On n’accordera pas trop d’importance à ce résultat. Individuellement, la Lettonie sera beaucoup plus forte dans deux mois. Le type de jeu devrait cependant présenter des similarités. Ted Nolan a clairement donné un style plus direct à cette équipe, qui correspond mieux à ces joueurs plus jeunes, qui ont de l’énergie pour patiner et même presser. Mais l’équipe de France a de quoi répondre et préfère sans doute ça à ses vieux cauchemars face à un hockey de l’est du genre du Kazakhstan qui jouait à deux à l’heure.
La France sait qu’elle peut compter sur une ligne Desrosiers-Meunier-Treille qui répond présent et peut la mener haut. La Lettonie, elle, en est réduite à espérer que ses cadres seront là, sans avoir autant préparé ses lignes. Il lui faudra surtout améliorer son comportement en zone défensive. Ce soir, elle a en effet laissé entrevoir de vraies lacunes. Les nouveaux venus Vitalijs Pavlovs et Elvijs Biezais sont les révélations de la soirée, mais ce ne seront pas ces joueurs inexpérimentés qui seront au tournoi de qualification olympique.
France – Lettonie 7-4 (1-2, 4-0, 2-2)
Vendredi 15 novembre 2012 à 20h00 au Palais des sports de Gerland. 3058 spectateurs.
Arbitrage d’Alexandre Bourreau et Jérémy Rauline (FRA) assistés de Pierre Dehaen et Guillaume Gielly (FRA).
Pénalités : France 12′ (2′, 2′, 8′), Lettonie 24′ (4′, 4′, 6’+10′).
Tirs : France 26 (7, 15, 4), Lettonie 48 (15, 17, 16).
Évolution du score :
0-1 à 03’21 » : Meija assisté de Porejs et Kenins
0-2 à 03’43 » : Biezais assisté de Pavlovs et Jekimovs
1-2 à 08’55 » : Ritz
2-2 à 23’35 » : Y. Treille assisté de Desrosiers et Meunier
3-2 à 29’03 » : Raux assisté de Hecquefeuille et Henderson
4-2 à 30’35 » : Y. Treille assisté de Desrosiers et Auvitu
5-2 à 30’52 » : Bachet assisté de S. Treille et Y. Treille
6-2 à 40’37 » : Desrosiers assisté de Y. Treille et Meunier (sup. num.)

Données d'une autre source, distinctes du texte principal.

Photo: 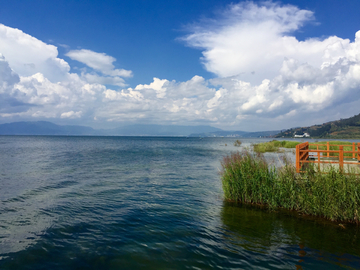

6-3 à 48’58 » : Sotnieks assisté de Bajaruns et Stals
7-3 à 58’00 » : Y. Treille assisté d’Amar et Meunier (sup. num.)
7-4 à 59’59 » : M. Jass assisté d’Indrasis et Kenins
France
Gardien : Ronan Quemener.
Défenseurs : Vincent Bachet (A, +1) – Kévin Hecquefeuille (+1, 2′) ; Baptiste Amar (A, -1) – Antonin Manavian ; Yohann Auvitu – Nicolas Besch ; Thomas Roussel (+1).
Attaquants : Julien Desrosiers (+1) – Laurent Meunier (C) – Yorick Treille (+2) ; Sacha Treille (+1) – Damien Fleury (-1) – Anthony Guttig (-1) ; Damien Raux – Brian Henderson (-1) – Teddy Da Costa ; Valentin Claireaux (+1, 2′) – Nicolas Ritz (+1, 4′) – Charles Bertrand (-1) ; Loïc Lampérier (2′).
Remplaçant : Florian Hardy (G).
Lettonie
Gardien : Martins Raitums puis Maris Jucers à 30’52 ».
Défenseurs : Kristaps Sotnieks (C, -1, 2′) – Martins Porejs (-2, 2′) ; Aleksandrs Jerofejevs – Maris Jass (+1) ; Agris Saviels (-1) – Martins Jakovlevs.
Attaquants : Miks Indrasis (-1) – Ronalds Kenins (+1) – Gints Meija (2′) ; Lauris Bajaruns (+2) – Armands Berzins (-2) – Juris Stals (-2, 2′) ; Roberts Jekimovs (+1, 2’+10′) – Vitalijs Pavlovs – Elvijs Biezais (2′) ; Andris Dzerins (2′) – Maris Bicevskis – Arturs Ozolins.